The Definition of Homelessness

“The definition of homelessness is broad,” Eileen explains, adding that the group of eight participants represents this wide spectrum. Furthermore, people are unhoused for a myriad of reasons.

Some women are experiencing homelessness due to domestic violence. There’s a member of the group who is couch surfing and another who’s living in unsuitable housing. One woman is experiencing homelessness because her house burned down, and she doesn’t have home insurance. One member of the group was formerly incarcerated. Another struggled with substance use disorders. A couple participating in the group point to lack of education and poverty as their biggest obstacles.

Despite the challenges these participants have faced or are currently facing, they still want to serve others. That’s why one group member, who currently has a home, has started a ministry to help the unhoused community. Another member who once struggled with substance use but is now sober and has a safe place to live currently serves as a peer recovery specialist.

Being part of the task force not only allows participants to make their voices heard but gives them a chance to practice servant leadership too.

Our Higher Nature

Before the group could get to work on changes that needed to be made outside they had to establish a framework for inside.

“When they had their first meeting, they laid ground rules for how they wanted to be together, and everything can be tied back to how they’re reaching for their higher nature,” Eileen says. “They all agree that we all have capacities, and we’ve got this ability to choose to feed our lower nature or feed our higher nature. And they agree that, as a group, they want to feed their higher nature. Their goal is to see if they can influence the larger community when it comes to what to do about the state of homelessness and the need for housing and the need for services related to housing.”

To get to these answers, the group must ask questions and they need data. How many shelter beds are available in Montgomery County? How do the statistics on the unhoused population compare to the reality? How often and why are people turned away from shelters or sent from response centers without the help that they need and what happens next? These are just a few of the questions the group will tackle.

A New Frontier

Eileen, who’s pursuing a master’s in social work from Alabama State University, has partnered with the Mid-Alabama Coalition for the Homeless for her project.

It was during her time working as assistant to the executive director of Mid-Alabama Coalition for the Homeless that Eileen decided to go back to school to study social work.

“I have a bachelor’s degree in art history, but I decided pretty early in my working life that I didn’t want to pursue that,” she says. So Eileen began to work for several nonprofits addressing issues such as education, public health, and housing. At the Mid-Alabama Coalition for the Homeless, she helped manage programs.

“I was front of house, I was answering the phone, answering the door, and the executive director, who happens to also be a personal friend, said to me, ‘You know, Eileen, I can hear you and you’re trying to be a social worker. But  you’re not a social worker.’”

But Eileen’s boss didn’t say this to her to stifle her passion for helping others. Instead, she spurred her to do more.

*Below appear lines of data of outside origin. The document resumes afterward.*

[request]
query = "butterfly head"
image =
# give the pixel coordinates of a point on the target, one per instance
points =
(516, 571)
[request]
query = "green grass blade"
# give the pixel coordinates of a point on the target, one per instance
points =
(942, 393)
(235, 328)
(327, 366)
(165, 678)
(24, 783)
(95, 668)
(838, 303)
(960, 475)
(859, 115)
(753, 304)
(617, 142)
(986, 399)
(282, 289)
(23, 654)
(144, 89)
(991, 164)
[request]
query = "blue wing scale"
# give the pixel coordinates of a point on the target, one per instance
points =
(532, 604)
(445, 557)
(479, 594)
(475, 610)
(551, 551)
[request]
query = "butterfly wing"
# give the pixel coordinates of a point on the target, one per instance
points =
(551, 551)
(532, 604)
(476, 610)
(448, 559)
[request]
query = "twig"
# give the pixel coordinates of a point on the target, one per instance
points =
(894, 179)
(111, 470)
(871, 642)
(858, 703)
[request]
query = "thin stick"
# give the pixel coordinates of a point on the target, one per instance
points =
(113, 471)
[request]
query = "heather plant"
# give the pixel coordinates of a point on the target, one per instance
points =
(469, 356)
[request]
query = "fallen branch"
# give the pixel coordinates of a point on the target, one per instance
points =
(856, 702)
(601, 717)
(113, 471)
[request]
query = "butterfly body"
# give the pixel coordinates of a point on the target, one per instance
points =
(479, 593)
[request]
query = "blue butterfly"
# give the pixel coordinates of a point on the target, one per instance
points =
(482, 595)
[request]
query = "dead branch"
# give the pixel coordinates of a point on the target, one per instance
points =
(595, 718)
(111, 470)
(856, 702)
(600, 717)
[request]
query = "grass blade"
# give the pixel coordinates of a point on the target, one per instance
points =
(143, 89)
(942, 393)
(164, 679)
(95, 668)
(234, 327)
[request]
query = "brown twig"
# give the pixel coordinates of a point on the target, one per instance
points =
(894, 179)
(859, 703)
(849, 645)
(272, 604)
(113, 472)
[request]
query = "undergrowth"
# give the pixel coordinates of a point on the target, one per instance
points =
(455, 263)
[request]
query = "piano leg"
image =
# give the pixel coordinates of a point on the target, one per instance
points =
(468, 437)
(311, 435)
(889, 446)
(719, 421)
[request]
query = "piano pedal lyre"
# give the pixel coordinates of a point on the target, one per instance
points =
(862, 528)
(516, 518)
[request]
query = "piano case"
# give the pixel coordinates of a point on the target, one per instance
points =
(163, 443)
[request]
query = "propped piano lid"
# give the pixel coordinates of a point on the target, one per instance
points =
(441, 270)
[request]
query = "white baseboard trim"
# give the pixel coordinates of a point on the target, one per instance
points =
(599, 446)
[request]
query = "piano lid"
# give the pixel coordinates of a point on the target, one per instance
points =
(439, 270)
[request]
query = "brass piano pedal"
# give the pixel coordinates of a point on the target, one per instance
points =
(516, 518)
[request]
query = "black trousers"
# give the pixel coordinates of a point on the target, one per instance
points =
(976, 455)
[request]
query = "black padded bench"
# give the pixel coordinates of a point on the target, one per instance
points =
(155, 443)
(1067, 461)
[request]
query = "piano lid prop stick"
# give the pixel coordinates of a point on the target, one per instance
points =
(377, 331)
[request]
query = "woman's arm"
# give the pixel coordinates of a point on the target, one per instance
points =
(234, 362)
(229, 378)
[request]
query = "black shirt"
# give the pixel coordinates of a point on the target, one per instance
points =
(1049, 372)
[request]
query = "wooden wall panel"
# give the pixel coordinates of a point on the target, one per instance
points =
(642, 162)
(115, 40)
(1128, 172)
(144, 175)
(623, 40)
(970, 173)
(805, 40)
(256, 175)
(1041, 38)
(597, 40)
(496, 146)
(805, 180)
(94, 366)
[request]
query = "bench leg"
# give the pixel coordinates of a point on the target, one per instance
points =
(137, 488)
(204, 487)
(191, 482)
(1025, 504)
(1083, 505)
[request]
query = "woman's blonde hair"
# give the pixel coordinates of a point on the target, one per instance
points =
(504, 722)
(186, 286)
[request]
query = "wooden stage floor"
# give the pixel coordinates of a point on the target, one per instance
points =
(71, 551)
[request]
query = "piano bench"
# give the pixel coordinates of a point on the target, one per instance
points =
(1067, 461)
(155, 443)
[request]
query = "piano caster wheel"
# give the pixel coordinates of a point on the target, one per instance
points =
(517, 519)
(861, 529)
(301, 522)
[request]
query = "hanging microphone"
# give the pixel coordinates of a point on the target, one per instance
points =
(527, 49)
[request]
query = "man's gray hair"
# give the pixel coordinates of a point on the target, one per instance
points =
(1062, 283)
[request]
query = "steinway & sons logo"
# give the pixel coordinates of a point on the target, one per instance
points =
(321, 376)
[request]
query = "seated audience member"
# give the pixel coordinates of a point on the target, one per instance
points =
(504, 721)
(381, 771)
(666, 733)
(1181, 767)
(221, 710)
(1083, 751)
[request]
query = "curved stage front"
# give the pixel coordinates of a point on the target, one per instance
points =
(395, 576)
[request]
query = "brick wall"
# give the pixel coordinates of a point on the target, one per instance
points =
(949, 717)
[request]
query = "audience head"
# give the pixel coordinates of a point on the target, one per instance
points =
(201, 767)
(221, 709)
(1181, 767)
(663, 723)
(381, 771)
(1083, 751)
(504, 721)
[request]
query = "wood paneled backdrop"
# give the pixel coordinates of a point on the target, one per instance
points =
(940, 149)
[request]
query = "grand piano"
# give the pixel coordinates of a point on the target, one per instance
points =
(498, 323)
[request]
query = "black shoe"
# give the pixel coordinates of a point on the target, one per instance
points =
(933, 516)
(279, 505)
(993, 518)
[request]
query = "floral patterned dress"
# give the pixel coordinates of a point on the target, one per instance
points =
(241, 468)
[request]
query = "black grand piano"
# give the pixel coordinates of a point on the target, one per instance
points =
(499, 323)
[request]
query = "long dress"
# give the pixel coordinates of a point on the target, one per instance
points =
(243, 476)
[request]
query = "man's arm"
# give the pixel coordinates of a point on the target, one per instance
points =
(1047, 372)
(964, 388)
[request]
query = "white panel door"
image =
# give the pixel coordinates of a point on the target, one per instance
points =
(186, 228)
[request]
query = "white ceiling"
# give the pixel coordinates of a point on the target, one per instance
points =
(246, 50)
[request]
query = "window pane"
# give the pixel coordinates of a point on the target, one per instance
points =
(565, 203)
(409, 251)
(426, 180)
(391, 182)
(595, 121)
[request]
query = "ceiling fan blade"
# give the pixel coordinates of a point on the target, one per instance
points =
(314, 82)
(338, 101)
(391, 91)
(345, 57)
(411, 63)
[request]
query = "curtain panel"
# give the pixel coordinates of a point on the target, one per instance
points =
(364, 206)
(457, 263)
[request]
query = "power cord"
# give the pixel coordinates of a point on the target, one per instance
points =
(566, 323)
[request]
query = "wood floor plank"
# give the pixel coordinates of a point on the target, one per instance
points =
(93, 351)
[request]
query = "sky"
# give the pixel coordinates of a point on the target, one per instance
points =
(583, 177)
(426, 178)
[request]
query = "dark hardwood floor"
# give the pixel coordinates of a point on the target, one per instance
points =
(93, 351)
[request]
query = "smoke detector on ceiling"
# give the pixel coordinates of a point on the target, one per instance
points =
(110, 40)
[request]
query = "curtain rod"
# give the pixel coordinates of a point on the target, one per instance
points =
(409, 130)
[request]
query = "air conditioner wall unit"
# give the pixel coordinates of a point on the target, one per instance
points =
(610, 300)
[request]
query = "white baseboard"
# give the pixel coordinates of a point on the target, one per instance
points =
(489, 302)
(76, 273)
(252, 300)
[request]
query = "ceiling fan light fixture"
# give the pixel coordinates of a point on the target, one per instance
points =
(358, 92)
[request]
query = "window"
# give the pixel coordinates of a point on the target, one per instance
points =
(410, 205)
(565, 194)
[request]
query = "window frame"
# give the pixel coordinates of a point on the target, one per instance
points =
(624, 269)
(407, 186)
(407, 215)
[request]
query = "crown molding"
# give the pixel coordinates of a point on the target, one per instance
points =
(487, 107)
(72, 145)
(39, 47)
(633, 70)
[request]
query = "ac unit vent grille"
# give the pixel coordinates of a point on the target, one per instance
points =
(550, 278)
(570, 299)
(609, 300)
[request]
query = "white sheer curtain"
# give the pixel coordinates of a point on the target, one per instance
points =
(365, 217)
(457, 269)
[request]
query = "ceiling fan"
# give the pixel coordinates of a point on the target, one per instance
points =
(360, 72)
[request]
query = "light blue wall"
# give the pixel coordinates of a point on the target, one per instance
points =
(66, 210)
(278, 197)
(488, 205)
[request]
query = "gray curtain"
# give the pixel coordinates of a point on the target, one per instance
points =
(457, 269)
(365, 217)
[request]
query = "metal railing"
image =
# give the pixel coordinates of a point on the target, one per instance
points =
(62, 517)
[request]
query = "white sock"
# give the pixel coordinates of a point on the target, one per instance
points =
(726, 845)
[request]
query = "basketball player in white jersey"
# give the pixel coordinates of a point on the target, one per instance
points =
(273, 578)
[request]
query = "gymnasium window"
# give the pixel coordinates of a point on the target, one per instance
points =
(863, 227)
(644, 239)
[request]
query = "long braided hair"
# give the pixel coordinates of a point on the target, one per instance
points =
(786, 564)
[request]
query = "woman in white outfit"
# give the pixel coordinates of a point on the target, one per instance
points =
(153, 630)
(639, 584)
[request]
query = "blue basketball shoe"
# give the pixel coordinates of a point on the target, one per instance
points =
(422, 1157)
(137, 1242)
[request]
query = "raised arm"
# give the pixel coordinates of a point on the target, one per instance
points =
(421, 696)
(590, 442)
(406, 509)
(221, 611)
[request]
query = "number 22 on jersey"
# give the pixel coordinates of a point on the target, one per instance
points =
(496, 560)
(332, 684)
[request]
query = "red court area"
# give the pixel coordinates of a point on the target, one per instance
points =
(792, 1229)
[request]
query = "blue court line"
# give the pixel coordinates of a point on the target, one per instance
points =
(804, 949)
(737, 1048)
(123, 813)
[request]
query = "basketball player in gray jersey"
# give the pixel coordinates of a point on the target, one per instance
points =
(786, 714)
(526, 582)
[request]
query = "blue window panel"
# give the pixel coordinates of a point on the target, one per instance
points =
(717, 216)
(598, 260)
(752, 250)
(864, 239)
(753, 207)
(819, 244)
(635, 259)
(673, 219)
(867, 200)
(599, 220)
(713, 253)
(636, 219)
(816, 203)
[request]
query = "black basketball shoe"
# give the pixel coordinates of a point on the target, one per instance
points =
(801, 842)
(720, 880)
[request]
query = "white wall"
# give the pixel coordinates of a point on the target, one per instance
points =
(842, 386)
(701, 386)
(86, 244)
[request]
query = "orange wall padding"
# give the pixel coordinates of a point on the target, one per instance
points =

“She said, ‘It’s okay to think about going back to school and getting that degree,’” Eileen recalls. “All of a sudden, this new frontier opened up.”

Eileen began the Master of Social Work program at ASU in 2023 and will complete her studies in May of 2025. She hasn’t decided what her focus will be after graduating but right now she’s interested in working in mental health, addiction recovery, or – of course – homelessness response. No matter the field she chooses, she believes her ASF project is helping to prepare her for engaging with the communities she’ll be serving.

Once Eileen’s project is complete, she hopes the task force will continue. The group will vote by secret ballot to select a member to be the facilitator. Eileen hopes the group can also get connected with an established nonprofit organization to help sustain it. The board for the Mid-Alabama Coalition for the Homeless has shown interest in meeting with the group quarterly.

“I wish more people understood that homelessness is a product of our established systems that we have,” she says.

She believes that as a country, we often make decisions about how to invest our resources based on what’s best for us as individuals, not what’s best for the collective.  

“Because we are all interconnected this malpractice of not considering the larger group is ultimately going affect us and one of the manifestations of this is homelessness,” she says. “We have an inclination to judge people for their choices — that they didn’t keep up or know better. It’s a lack of mercy or grace.”

It’s also an issue of trust or lack thereof. But Eileen trusts that expanding services for those experiencing homelessness will have a positive ripple effect.

“It’s not bailing people out or throwing resources down the drain,” she says. “Education and second chances and opportunities — those could deliver us gains and benefits as a collective.”